Mathematicians often use the ∧ carrot to represent AND such as X = A∧B The carrot is a logic symbol. However in many electrical engineering diagrams, instead of the carrot the product or dot is used instead X = A·B It is easy to see why we might think of this as being a multiplication, look at the digits in our truth table; The only time that we are getting an output from our gate is when the inputs are not being multiplied by zero. We will see later how this symbol links well with that which is used for OR, we will be examining this next.
inputs | output | ||
---|---|---|---|
A | B | C | X |
0 | 0 | 0 | 0 |
0 | 0 | 1 | 1 |
0 | 1 | 0 | 1 |
0 | 1 | 1 | 1 |
1 | 0 | 0 | 1 |
1 | 0 | 1 | 1 |
1 | 1 | 0 | 1 |
1 | 1 | 1 | 1 |
The output of the OR gate returns 1 if any inputs are 1, it is analogous with an array of switches in parallel in an electrical circuit.
In mathematics a small ∨ is typically used to denote OR logic, X = A∨B this small ∨ represents the maximum function, which makes sense for our boolean logic as for each row, if there is a 1, we are setting our output to it's maximum value. However we will not be using it, later on when we are in the process of designing our logic, we will be using something called a 'sum of products' expression, and we may occasionally use a 'product of sums'; The term 'sum' refers to the OR logic, so frequently you will see the + sign used to represent the OR operation. We will be using the + sign to represent the OR operation X = A+B.
inputs | output | |
---|---|---|
A | B | X |
0 | 0 | 0 |
0 | 1 | 1 |
1 | 0 | 1 |
1 | 1 | 0 |
The exclusive-OR (XOR) gate has some unique definitions, not all of which mutually agree, starting out with the mathematical definition. Output a logic one if exactly one input is a logic one, from this we can understand why it is known as 'exclusive', there must be only one exclusive input at logic one.

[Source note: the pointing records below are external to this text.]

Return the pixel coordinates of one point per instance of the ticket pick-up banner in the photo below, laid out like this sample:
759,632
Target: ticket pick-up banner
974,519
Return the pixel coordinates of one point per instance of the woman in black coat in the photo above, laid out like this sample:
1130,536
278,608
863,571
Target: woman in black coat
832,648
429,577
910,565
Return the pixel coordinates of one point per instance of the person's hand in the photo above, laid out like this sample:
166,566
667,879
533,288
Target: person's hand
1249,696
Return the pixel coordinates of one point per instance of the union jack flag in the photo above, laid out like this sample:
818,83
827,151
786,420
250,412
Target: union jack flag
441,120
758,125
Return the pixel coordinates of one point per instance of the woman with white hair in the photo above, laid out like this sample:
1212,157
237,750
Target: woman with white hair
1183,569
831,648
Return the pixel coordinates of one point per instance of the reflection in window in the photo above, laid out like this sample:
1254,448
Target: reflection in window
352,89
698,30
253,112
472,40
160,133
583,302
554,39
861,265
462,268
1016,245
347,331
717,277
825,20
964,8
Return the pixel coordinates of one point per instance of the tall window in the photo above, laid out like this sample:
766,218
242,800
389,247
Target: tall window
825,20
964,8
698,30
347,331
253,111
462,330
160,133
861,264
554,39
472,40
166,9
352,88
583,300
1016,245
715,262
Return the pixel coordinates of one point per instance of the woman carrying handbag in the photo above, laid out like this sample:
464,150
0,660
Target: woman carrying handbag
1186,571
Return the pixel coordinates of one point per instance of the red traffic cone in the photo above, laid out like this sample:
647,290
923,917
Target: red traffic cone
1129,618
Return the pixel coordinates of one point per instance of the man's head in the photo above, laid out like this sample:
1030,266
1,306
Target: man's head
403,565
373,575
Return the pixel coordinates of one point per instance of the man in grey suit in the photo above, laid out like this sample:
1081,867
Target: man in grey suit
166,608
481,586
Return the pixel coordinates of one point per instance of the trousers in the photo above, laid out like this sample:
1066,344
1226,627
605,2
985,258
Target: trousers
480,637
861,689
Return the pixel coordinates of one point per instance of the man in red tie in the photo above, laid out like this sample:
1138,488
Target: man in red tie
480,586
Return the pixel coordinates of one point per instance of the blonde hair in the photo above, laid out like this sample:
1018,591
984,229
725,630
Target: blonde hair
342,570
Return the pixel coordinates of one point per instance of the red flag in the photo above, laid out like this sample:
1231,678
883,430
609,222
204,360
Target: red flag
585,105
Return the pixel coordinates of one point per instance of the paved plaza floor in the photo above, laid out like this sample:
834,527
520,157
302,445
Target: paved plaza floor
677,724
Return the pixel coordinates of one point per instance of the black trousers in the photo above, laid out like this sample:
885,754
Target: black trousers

A common use of XOR is when using parity bits to check for data corruption which requires the following definition, so that the gate will output a logical one if there are an odd number of input logical ones and zero if there is an even number, such that a parity bit may be set depending upon the result of the XOR operation on the input, the definition is; Output a logic one if the number of ones at the inputs is an odd number. We can see that our two input truth table does also fit this definition, but what will happen if there are three inputs?
inputs | output | ||
---|---|---|---|
A | B | C | X |
0 | 0 | 0 | 0 |
0 | 0 | 1 | 1 |
0 | 1 | 0 | 1 |
0 | 1 | 1 | 0 |
1 | 0 | 0 | 1 |
1 | 0 | 1 | 0 |
1 | 1 | 0 | 0 |
1 | 1 | 1 | 1 |
Our three input exclusive-OR is the same in its first stages but we can see that the result is different in the latter half of the table. Using basic electronic XOR gates, we can obtain the desired result shown in this logic table by cascading one XOR gate directly into another, as shown in the following diagram.
The symbol that we will use for the XOR gate is very similar to that which we use for the OR gate, excepting that we put a circle around the + sign like so X = A⊕B.
Now that we have a set of gates for effecting logical operations we are able to combine them in circuits to achieve specific goals of combinational logic, we can use this to create specialised truth tables for specific needs or requirements. In effect we have already crated one combinational logic circuit already when we coupled together two XOR gates to generate the exclusive or output as defined by our second XOR definition.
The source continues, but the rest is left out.